From a psychological aspect, the heart refers to the emotion of a person, the “affective aspect” of an individual.
However, from a biblical point of view, and from the understanding of Jesus, the “heart” is more than a muscular organ and more than the emotion of a person.
The heart is the person’s individuality and the primary aspect of our personhood – that makes us who we are. It is where we are affected by a relationship with God and with one another.
This is what Jesus was talking about in the Gospel when he refers to the human heart. There was this law among the Jews that prohibits certain kinds of food that they should not eat. There were also practices that one should observe before eating because they have believed that those food and if those practices are not carefully followed like washing before eating, they will compromise the person. It means that, when a Jew does not follow the prescribed law in eating then he/she commits sin and becomes unclean.

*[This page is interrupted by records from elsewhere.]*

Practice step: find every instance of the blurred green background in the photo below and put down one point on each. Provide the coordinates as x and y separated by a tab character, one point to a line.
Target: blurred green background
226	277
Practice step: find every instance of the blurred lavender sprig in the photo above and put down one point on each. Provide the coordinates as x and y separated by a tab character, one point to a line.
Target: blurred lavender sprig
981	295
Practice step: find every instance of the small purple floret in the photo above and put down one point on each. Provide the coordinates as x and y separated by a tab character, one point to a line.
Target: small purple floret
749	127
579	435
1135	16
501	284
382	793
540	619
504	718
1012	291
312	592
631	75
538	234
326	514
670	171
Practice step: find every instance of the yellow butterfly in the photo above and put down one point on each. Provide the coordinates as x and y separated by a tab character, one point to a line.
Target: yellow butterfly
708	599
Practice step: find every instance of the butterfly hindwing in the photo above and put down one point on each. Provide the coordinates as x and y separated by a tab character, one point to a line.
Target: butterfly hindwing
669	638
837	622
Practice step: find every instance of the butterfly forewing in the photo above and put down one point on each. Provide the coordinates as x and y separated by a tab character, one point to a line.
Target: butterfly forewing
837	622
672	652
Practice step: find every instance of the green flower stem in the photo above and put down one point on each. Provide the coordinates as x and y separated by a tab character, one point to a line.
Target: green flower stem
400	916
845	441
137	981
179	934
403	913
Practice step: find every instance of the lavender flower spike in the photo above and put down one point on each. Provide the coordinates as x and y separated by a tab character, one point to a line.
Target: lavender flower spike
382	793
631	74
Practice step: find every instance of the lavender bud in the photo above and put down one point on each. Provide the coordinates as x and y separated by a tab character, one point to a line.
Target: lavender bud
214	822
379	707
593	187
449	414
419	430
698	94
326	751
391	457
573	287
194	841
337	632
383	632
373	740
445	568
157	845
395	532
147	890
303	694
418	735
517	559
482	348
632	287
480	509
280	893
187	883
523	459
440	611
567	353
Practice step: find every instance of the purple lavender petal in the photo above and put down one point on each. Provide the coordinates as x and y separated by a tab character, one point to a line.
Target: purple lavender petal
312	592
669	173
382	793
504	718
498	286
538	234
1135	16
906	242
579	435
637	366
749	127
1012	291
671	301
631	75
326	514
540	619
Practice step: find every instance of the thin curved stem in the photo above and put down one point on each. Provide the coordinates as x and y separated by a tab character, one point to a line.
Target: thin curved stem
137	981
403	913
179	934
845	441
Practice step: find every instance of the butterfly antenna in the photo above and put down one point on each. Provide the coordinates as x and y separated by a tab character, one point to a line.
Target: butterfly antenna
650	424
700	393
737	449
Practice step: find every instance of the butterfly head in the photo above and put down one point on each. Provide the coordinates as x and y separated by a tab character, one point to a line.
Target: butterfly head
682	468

However, Jesus criticized the people of his time for making those laws more important. Hence, he said that no matter what kind of food or drink we take it would not affect our human heart. What matters most is what comes out from the human heart.
Today, Jesus is challenging us to discern and see the values that we nurture in our hearts.
If we are nurturing hate, anger and suspicion then the way we relate with others is motivated by these and so we become persons who always see negative in everything. Hate, anger and suspicion make our relationships bitter and insecure. It is the same when our hearts will only seek self-approval, personal gain and entitlement. Through these deep motivations in our hearts then we become self-serving Christians who will only think of the self even at the expense of other people.
We are called now to nurture the values of the Gospel in our hearts that will make us confident in God who loves us. Thus, our heart shall only seek truth and honesty, trust and faith. Yes, truth and honesty – so that our hearts will not remain pretentious and arrogant, and we will not cover ourselves with the façade of a good image; but honest enough to recognize our weaknesses, failures and sins. This will hopefully make us more trustful and faithful to God who promised to show mercy on us, to help us and to redeem us.
In order to make our hearts more like Jesus, let us ask the guidance of Our Mother of Perpetual Help that our heart may become always attuned to the Gospel by listening to the Word of God and in welcoming Jesus in our hearts. Hinaut pa.